39. Comment prouveront-ils que ce défaut est une suite de la dépendance des choses ?

40. Ce défaut de nos machines, qui fait qu’elles ont besoin d’être redressées, vient de cela même, qu’elles ne sont pas assez dépendantes de l’ouvrier. Ainsi la dépendance de Dieu qui est dans la nature, bien loin d’être cause de ce défaut, est plutôt cause que ce défaut n’y est point ; parce qu’elle est si dépendante d’un ouvrier trop parfait, pour faire un ouvrage qui ait besoin d’être redressé. Il est vrai que chaque machine particulière de la nature est en quelque façon sujette à être détraquée, mais non pas l’univers tout entier, qui ne saurait diminuer en perfection.

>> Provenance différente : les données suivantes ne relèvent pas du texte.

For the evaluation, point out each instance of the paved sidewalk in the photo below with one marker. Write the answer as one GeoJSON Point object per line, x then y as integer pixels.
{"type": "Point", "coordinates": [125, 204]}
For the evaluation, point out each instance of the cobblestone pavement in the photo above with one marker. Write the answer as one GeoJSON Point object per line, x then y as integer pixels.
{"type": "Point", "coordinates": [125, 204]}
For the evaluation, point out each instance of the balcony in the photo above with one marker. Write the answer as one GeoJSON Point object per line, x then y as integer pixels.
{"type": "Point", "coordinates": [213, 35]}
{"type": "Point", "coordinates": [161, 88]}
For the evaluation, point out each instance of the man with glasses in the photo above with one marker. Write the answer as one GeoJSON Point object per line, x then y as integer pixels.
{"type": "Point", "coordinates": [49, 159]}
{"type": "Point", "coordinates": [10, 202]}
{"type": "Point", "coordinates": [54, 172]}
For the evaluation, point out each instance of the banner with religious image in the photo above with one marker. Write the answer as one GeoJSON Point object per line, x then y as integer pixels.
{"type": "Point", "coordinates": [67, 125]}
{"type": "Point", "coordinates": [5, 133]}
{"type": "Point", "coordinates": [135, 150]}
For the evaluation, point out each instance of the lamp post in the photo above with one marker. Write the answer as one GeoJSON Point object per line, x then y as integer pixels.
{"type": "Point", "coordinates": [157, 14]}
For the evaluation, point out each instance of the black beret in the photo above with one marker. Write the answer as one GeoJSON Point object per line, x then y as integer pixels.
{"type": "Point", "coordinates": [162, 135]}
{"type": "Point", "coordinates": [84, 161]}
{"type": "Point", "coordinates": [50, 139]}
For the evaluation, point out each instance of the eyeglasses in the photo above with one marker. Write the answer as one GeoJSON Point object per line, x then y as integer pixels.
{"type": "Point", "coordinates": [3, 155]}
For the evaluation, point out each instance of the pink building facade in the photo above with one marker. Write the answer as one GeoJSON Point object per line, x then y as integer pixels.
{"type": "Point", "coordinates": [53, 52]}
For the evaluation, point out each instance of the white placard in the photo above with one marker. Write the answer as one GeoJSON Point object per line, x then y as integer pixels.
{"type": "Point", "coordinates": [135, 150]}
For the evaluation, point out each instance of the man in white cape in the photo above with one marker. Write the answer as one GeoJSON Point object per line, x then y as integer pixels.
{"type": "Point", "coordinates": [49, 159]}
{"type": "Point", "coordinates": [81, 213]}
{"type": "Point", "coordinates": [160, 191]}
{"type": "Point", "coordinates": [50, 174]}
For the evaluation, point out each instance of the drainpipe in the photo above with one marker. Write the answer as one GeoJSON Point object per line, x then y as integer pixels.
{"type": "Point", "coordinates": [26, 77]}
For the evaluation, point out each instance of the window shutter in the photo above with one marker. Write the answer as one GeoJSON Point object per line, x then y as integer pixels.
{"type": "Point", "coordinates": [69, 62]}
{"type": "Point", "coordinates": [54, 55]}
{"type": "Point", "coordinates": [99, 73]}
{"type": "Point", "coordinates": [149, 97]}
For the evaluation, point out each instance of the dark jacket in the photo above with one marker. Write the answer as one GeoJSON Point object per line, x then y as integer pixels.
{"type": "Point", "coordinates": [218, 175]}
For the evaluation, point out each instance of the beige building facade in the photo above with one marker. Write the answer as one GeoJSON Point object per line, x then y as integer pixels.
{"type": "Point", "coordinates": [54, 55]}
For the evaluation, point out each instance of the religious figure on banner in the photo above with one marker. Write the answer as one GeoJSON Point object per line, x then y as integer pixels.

41. On dit que l’espace ne dépend point de la situation des corps. Je réponds qu’il est vrai qu’il ne dépend point d’une telle situation des corps, mais il est cet ordre qui fait que les corps sont situables, et par lequel ils ont une situation entre eux en existant ensemble, connue le temps est cet ordre par rapport à leur position successive. Mais s’il n’y avait point de créatures, l’espace et le temps ne seraient que dans les idées de Dieu.

42. Il semble qu’on avoue ici que l’idée qu’on se fait du miracle n’est pas celle qu’en ont communément les théologiens et les philosophes. Il me suffit donc que mes adversaires sont obligés de recourir à ce qu’on appelle miracle dans l’usage reçu.

43. J’ai peur qu’en voulant changer le sens reçu du miracle on ne tombe dans un sentiment incommode. La nature du miracle ne consiste nullement dans l’usualité et l’inusualité ; autrement les monstres seraient des miracles.

44. Il y a des miracles d’une sorte inférieure, qu’un ange peut produire ; car il peut, par exemple, faire qu’un homme aille sur l’eau sans enfoncer. Mais il y a des miracles réservés à Dieu, et qui surpassent toutes les forces naturelles ; tel est celui de créer ou d’annihiler.

45. Il est surnaturel aussi que les corps s’attirent de loin, sans aucun moyen ; et qu’un corps aille en rond, sans s’écarter par la tangente, quoique rien ne l’empêchât de s’écarter ainsi. Car ces effets ne sont point explicables par la nature des choses.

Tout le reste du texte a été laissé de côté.